Frozen Berries are Expensive

It occurred to me to run the numbers on what it costs to eat berries every day. I’ll use blueberries as an example, since they are often on lists of superfoods. They are also cheaper than raspberries and blackberries.

12 ounces of store-brand frozen organic blueberries (the Environmental Working Group recommends buying organic for domestic blueberries) costs ~$4, 32 ounces costs ~$9. The bag says that a serving is one cup and that those 12 ounces is 2.5 servings or 4.8 ounces/serving. A family of 4, eating a serving a day, would eat 19.2 ounces/day or 134.4 ounces/week. If 32 ounces costs $9 then 134.4 ounces costs $37.80/week.

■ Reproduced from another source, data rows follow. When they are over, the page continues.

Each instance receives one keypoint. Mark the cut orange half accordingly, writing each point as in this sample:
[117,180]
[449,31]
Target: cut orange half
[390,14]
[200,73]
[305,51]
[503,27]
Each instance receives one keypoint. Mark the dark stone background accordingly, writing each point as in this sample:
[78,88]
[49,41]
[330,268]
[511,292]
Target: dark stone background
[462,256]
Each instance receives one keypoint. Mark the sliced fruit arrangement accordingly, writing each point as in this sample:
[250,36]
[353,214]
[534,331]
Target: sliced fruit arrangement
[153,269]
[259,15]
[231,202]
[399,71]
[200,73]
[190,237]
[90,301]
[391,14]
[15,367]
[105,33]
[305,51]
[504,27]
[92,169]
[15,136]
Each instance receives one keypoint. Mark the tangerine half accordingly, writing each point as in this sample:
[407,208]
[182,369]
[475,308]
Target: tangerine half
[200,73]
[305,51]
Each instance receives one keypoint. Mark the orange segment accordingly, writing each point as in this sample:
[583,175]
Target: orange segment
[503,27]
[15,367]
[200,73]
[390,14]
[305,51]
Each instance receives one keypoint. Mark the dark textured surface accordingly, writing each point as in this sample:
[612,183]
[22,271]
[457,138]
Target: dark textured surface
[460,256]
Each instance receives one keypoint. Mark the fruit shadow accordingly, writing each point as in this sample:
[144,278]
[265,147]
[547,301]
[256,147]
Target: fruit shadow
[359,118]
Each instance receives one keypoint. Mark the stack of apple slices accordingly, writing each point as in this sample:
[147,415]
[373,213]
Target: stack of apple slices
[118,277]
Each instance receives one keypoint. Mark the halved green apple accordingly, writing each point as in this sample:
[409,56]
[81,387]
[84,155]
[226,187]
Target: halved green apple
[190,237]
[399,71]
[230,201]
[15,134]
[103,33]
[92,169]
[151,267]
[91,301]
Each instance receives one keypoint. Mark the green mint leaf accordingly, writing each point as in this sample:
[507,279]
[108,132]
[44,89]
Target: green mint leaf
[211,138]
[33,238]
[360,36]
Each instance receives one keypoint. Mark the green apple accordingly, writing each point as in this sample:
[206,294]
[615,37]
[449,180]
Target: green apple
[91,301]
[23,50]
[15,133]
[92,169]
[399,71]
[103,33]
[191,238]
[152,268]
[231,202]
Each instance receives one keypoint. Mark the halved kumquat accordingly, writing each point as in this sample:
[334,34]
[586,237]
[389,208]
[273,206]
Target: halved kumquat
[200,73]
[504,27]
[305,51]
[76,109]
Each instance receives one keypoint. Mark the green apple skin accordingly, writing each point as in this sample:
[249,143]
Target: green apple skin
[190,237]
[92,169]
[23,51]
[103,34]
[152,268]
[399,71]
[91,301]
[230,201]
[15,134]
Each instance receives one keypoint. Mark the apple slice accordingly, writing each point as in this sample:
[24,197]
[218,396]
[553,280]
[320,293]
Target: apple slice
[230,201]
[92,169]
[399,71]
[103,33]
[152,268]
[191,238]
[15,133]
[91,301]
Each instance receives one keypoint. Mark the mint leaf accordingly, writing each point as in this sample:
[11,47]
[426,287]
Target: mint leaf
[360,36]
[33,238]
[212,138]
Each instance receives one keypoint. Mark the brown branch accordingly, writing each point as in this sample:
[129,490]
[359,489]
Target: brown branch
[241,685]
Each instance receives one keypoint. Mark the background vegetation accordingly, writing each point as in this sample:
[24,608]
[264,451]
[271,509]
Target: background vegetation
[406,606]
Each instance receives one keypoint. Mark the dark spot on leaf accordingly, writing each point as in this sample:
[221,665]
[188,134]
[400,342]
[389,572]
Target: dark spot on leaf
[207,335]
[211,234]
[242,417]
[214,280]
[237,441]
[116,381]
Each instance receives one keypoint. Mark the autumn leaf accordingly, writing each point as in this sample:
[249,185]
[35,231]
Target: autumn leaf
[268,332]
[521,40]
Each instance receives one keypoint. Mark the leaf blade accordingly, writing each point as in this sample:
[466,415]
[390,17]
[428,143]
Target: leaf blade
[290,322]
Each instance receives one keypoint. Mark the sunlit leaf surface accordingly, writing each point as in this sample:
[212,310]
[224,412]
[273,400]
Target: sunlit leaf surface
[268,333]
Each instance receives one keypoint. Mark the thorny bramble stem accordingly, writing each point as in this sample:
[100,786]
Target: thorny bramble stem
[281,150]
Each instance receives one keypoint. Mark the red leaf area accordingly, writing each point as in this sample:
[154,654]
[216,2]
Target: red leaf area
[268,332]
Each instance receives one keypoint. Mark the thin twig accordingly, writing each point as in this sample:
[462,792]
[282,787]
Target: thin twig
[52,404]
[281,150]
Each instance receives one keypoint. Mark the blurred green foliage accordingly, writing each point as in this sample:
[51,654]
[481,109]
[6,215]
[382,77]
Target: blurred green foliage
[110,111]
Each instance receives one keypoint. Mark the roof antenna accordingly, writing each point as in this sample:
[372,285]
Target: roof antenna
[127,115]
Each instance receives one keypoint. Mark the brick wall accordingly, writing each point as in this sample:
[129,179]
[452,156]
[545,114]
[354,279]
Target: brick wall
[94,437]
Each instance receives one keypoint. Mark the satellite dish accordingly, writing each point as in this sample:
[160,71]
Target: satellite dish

So, it would cost a family of 4, $37.80/week to eat a serving of blueberries a day.

As we saw from this post:

Americans earning a median income spend about $5,646/year, or $470/month, or $118/week on food. If there are 21 meals in a week, that’s about $5.62 per meal for the household.

A middle-income family would be spending about a third of their weekly food budget making sure everyone ate a serving of frozen berries a day. Put another way, $80.20 would be left for food for the week after buying berries, or $3.82 per meal for a family of 4, or 95 cents per person per meal … which is really low. Berries don’t have many calories so you’re left looking for calories for that 95 cents. It’s not going to be lettuce.

Also, where does a family keep 8 or 9 pounds of frozen fruit? Assuming they purchase it every week?

I think those who promote eating berries every day mean well but their message is directed towards an affluent audience, not middle America, certainly not those on the lower rungs of the wealth ladder.

3 thoughts on “Frozen Berries are Expensive

  1. Bix Post author

    By the way…
    I don’t believe in superfoods.
    I don’t believe in telling people to eat organic.
    I don’t believe you have to eat berries to be healthy.
    I was just running the numbers because it looks like people who tell people to eat berries aren’t.

    Reply
  2. wellfine

    According to the “Greger’s Daily Dozen” checklist, a daily quarter cup of raisins or craisins is enough to cover your berry needs, and that can be significantly cheaper, about $10 per week, and not a terrible deal calorically.

    (To be clear, I don’t think any one specific food item is necessary for good health.)